Our focus will be to attract good seasoned bankers on the basis of the excellent reputation that LGT and its team in Dubai enjoy. We are looking for professionals who believe in or have similar values as LGT. These bankers should have been in the business for at least five to ten years and have demonstrated their abilities servicing our target client segments.
Why are so many international wealth managers building their teams in the Middle East?

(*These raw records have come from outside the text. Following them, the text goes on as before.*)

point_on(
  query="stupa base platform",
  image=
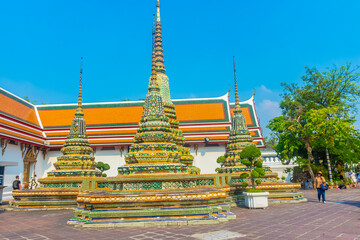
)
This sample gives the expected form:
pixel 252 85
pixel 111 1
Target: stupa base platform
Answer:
pixel 278 192
pixel 159 208
pixel 53 193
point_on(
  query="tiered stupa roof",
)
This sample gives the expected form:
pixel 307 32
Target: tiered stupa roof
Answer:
pixel 163 82
pixel 77 159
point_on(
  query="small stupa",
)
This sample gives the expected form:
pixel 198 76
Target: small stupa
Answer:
pixel 239 138
pixel 169 107
pixel 77 159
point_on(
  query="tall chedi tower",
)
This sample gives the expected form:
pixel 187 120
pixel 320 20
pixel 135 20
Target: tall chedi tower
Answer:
pixel 169 107
pixel 239 137
pixel 77 160
pixel 154 149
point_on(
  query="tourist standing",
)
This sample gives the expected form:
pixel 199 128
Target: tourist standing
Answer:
pixel 17 184
pixel 319 180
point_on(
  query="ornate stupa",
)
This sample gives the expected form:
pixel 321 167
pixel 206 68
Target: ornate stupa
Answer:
pixel 77 159
pixel 154 149
pixel 169 107
pixel 239 138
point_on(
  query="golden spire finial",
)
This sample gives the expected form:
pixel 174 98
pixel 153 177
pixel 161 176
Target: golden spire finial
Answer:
pixel 79 108
pixel 237 103
pixel 159 55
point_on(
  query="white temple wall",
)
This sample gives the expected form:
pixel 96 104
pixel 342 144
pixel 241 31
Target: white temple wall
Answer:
pixel 12 154
pixel 206 156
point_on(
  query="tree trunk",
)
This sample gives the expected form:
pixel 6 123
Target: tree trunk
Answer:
pixel 310 158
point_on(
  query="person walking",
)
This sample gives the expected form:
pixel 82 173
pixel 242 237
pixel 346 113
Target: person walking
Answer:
pixel 17 184
pixel 319 180
pixel 353 178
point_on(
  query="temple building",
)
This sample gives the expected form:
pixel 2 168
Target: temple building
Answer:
pixel 32 135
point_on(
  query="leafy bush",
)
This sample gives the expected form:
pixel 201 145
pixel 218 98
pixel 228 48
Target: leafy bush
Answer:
pixel 220 159
pixel 103 167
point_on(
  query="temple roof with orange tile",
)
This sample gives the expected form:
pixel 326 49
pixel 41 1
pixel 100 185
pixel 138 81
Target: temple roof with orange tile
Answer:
pixel 115 123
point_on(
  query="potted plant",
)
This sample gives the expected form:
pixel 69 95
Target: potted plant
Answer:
pixel 103 167
pixel 254 198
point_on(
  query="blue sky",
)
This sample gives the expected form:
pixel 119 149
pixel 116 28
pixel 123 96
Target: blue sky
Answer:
pixel 42 41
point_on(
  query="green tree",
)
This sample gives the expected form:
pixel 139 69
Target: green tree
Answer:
pixel 318 115
pixel 103 167
pixel 250 158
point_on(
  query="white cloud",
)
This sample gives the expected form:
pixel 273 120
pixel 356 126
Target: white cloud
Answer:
pixel 267 110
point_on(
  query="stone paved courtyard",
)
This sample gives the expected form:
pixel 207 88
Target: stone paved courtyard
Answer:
pixel 339 218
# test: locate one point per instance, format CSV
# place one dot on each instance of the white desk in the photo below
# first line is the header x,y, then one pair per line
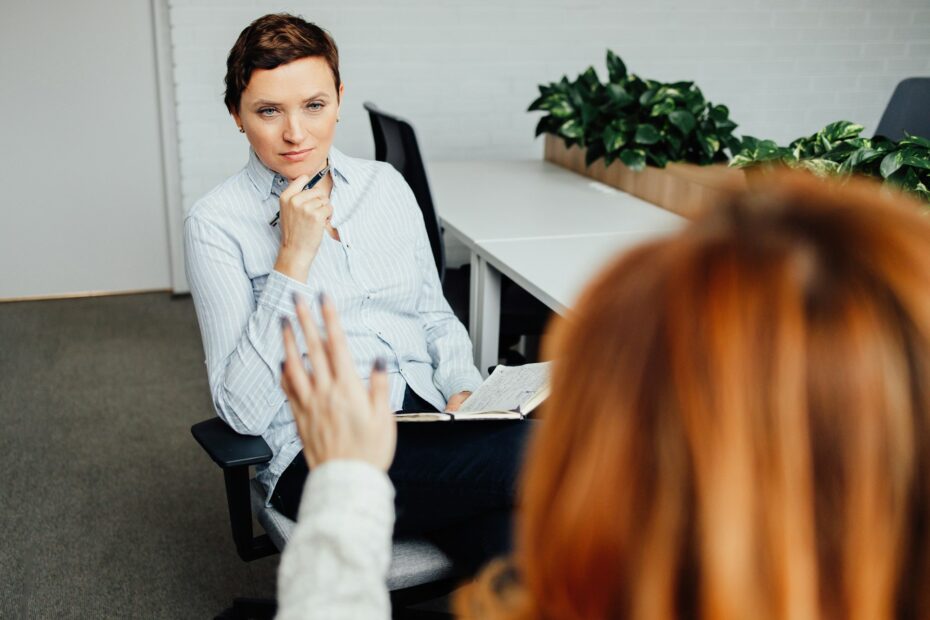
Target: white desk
x,y
555,270
491,200
510,213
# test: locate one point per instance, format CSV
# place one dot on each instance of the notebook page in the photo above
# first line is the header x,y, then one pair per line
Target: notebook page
x,y
508,387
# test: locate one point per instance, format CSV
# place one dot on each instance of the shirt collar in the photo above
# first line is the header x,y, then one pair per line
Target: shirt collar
x,y
269,182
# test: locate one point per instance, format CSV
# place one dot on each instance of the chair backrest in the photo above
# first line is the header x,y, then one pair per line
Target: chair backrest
x,y
908,110
396,143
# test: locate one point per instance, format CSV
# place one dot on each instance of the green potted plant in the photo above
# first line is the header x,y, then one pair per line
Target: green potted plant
x,y
643,136
838,149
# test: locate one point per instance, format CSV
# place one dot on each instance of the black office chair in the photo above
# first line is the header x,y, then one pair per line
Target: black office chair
x,y
419,570
521,313
907,111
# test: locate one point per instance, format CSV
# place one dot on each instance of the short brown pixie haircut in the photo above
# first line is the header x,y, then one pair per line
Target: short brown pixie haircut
x,y
273,40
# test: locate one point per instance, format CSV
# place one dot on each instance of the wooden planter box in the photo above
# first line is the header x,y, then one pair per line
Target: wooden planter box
x,y
685,189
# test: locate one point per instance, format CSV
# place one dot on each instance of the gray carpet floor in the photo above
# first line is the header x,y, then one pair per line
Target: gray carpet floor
x,y
108,508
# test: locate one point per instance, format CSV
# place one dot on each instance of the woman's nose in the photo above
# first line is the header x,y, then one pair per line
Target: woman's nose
x,y
294,132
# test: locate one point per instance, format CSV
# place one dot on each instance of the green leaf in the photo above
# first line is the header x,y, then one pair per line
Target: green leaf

Dubai has become an important regional hub to coverage the GCC and the Indian subcontinent. Additionally, it is identified as the gateway to Africa. Due to its strategic location advantage, strong connectivity and social environment, it is attractive as a hub for many institutions to set up offices. Also, the jurisdiction DIFC has grown in importance as a reputed financial centre and is known for its strong regulatory environment.
How did you break in the financial sector? Any advice for those looking to do so?
I have been in the financial industry for almost 30 years of which 25 years have been in Dubai. The key to being a successful banker is commitment, perseverance and a long-term focus on relationships.
Has your career been conventional or capricious?
My career has been enjoyable and I like to work in a corporate environment that is jovial and, as much as possible, free of politics.
What three things would you advise someone to do before stepping into an interview with you?
Be truthful, realistic in your projections and yourself.
What would you have done if you weren’t working in finance?
I was keen to join the tourism industry. I believe I am a people’s person and that asset is key in both industries, finance and hospitality.
What do you do to relax?
I love to run. It gives me my time away from all worldly matters.